Laboratorium Revolusi Mental
A
A
A
Belakangan ini kita disuguhi dengan berbagai tindak kejahatan dan penyimpangan dalam kehidupan sosial dan kebangsaan kita, bahkan hampir di semua level.
Di level masyarakat bawah hampir setiap hari kita mendengar berita tentang pemerkosaan, pencurian dengan kekerasan, tawuran, penyalahgunaan narkoba, hingga yang belakangan adalah kekerasan terhadap anak. Belakangan juga menyeruak maraknya kasus pemalsuan ijazah, pemalsuan dokumen nikah, bahkan hingga pemalsuan bahan pangan seperti beras dan merica.
Sedangkan di level elite hampir setiap hari kita mendengar berita tentang kasus korupsi dan penyalahgunaan wewenang yang dilakukan pejabat negara. Ini semua menunjukkan bahwa bangsa ini sedang dilanda krisis moralitas yang sangat serius. Di tengah fakta itu, sangat tepat ketika pemerintahan Jokowi-JK menggelorakan revolusi mental sebagai upaya untuk memperbaiki karakter bangsa.
Dengan menempatkan revolusi karakter bangsa sebagai salah satu visi dalam Nawacita, Presiden Joko Widodo memiliki political willuntuk membangun dan memperkuat moralitas bangsa Indonesia sebagai pilar peradaban bangsa. Namun, visi itu hanya akan berada di menara gading jika tidak dibumikan dengan tindakan dan program nyata. Sebagai sebuah pekerjaan besar, revolusi mental bangsa haruslah menjadi concerndan kerja semua komponen bangsa.

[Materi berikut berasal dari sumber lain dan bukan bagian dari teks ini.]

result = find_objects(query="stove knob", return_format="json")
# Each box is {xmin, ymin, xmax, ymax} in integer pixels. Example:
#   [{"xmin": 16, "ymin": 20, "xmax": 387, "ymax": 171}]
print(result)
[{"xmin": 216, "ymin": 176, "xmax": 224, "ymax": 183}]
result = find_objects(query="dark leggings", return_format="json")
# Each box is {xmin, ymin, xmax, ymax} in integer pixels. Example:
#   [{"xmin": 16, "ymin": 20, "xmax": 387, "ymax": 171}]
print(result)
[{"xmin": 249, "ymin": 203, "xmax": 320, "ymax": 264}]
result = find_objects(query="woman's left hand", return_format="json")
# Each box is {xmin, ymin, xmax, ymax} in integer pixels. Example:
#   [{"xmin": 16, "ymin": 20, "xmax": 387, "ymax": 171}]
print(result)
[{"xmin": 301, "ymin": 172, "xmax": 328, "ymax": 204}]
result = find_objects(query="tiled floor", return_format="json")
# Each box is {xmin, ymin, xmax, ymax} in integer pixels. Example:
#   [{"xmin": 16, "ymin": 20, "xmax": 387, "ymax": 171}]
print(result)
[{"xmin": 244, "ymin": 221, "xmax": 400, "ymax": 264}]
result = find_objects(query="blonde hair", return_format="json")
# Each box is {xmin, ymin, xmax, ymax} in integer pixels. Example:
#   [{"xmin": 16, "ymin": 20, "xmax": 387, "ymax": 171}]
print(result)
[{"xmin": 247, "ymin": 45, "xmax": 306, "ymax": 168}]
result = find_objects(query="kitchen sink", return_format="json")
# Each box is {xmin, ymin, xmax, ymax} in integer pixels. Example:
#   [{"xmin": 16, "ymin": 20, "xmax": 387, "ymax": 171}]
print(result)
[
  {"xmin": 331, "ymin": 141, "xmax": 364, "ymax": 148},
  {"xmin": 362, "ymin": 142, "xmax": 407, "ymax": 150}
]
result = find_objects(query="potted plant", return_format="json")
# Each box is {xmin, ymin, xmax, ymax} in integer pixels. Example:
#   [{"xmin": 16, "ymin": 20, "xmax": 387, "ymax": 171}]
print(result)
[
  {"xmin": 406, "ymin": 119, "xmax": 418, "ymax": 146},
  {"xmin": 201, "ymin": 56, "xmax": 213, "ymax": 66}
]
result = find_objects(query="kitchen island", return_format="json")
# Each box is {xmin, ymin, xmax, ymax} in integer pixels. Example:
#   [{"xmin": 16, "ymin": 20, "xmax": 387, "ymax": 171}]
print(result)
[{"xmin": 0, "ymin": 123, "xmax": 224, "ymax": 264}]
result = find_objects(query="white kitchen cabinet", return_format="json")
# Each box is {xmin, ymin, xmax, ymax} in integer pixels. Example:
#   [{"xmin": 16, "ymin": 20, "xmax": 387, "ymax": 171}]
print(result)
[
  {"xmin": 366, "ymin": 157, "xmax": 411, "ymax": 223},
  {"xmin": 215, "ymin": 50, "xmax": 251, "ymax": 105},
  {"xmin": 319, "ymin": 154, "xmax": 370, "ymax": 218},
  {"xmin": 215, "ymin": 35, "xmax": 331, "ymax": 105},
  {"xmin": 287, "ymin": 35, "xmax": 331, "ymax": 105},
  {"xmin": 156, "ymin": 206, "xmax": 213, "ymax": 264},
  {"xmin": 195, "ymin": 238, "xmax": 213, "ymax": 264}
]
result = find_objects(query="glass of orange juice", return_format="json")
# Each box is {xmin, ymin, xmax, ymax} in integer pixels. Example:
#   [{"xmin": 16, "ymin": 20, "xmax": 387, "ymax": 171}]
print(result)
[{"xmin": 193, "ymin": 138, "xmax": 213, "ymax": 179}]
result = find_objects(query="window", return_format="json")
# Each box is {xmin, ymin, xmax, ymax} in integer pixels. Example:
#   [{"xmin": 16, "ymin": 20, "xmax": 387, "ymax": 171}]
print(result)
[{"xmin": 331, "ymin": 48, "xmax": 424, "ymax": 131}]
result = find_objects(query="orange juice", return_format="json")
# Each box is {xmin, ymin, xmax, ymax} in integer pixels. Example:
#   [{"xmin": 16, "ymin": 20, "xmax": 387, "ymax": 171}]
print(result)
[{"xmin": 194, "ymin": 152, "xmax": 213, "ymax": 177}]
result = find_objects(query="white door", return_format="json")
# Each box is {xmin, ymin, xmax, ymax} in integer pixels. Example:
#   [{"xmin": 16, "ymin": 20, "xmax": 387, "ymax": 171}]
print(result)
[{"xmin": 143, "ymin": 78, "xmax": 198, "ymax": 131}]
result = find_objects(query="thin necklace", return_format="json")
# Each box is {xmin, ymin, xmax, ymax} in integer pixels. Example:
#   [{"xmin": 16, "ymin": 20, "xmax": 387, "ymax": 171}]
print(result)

Dalam konteks ini keterlibatan masyarakat dan warga bangsa merupakan modal yang sangat penting. Sebagai bangsa yang religius, tentu karakter dan mental bangsa Indonesia berakar pada nilai-nilai keagamaan. Untuk itu, penguatan karakter bangsa dan revolusi mental haruslah dilakukan dengan penguatan dan pembumian nilai-nilai agama dalam kehidupan sehari-hari.
Memang hal ini terasa amat klise dan sudah umum disampaikan. Tetapi, kita masih meyakini bahwa agama memiliki nilai yang sangat agung dan masih memegang peran besar untuk menjaga moralitas masyarakat. Sebagai agama yang dianut oleh mayoritas masyarakat Indonesia, Islam juga memainkan peran besar dalam menegakkan moralitas dan akhlak warga bangsa serta mewujudkan kehidupan yang baik dan beradab.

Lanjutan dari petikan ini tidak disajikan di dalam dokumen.